Now's the part that's going to get me some heat from people. I feel for this guy, I really do. I saw and did allot of things during my deployments, but this story leaves me thinking allot at night. Not about the gentleman, but just about life in general. I feel so lucky to be an American. I can live my life free from any of the worries that this man and his family had. I can think, feel or say anything I want, and no one is going to come to arrest me for it. I can go to sleep at night and know that no one is coming to force me, my family or my neighbors to do anything like what this man did. I feel so blessed and lucky to have the life that I do and I try to remember this as often as possible.
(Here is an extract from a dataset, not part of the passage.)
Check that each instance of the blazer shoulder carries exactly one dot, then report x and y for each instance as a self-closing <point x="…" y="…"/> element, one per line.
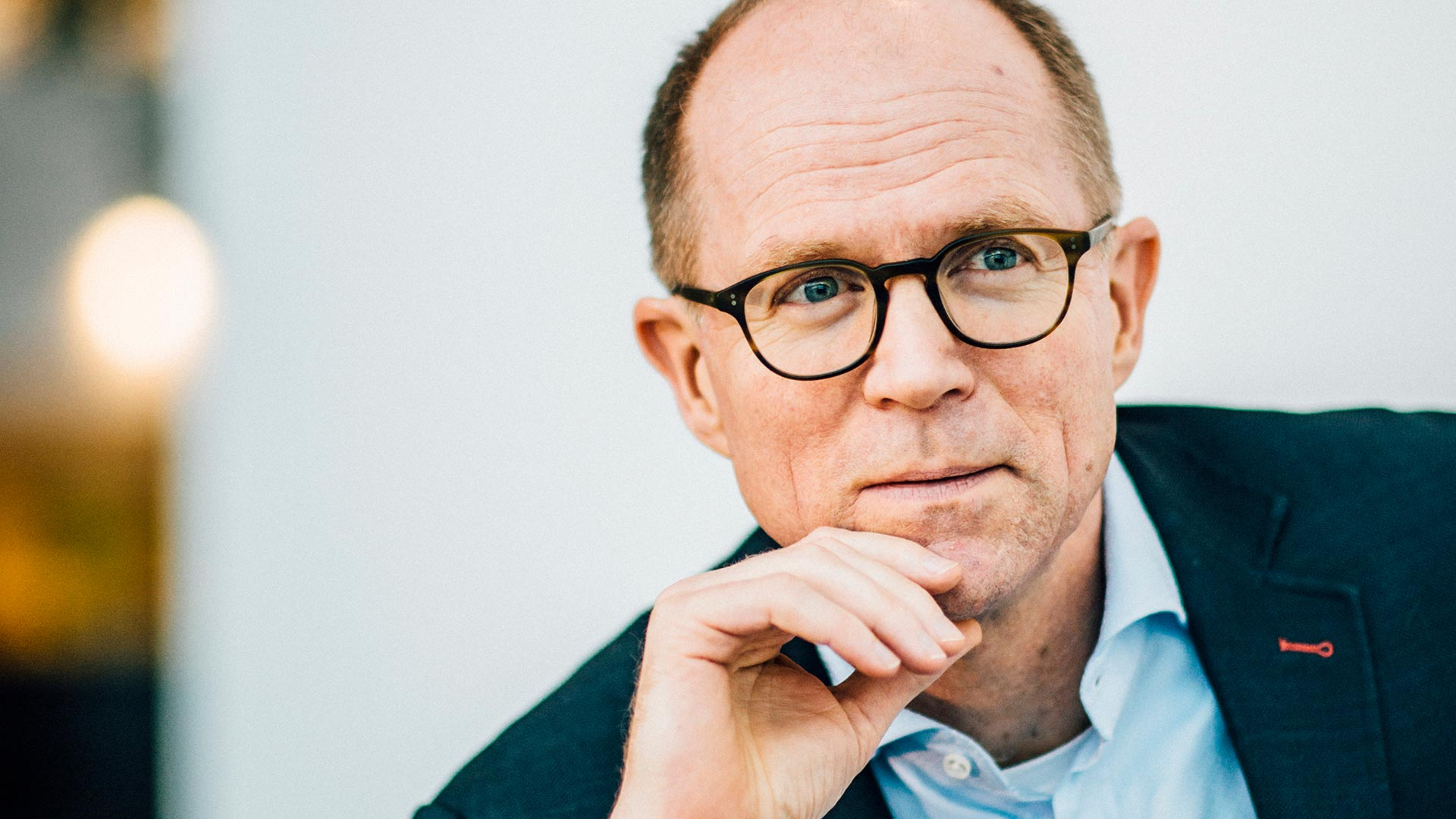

This might seem odd to you, but some of these things have really managed to hurt inside over the years. It can even eat at the very roots of your soul if you let it. It might seem ridiculous, but sometimes I think about the people we fought and who they might have been. When it comes to suicide bombers, I think about whether or not they were even the enemy at all. Maybe they were just some poor person unlucky enough to be born and live in the place they did. Who knows.
Of course, maybe none of the things I wondered were true? Maybe he was a hard ass insurgent who just got scared at the last moment and his friends in the car were really shooting at my teammates. I have no idea.
I'll wrap this one up with a question for everybody. How lucky are we to be Americans? No shit, how lucky are we to have won that life lottery and be on this side of the world? Never sweat the small stuff. Someone out there really wants to have our bad day.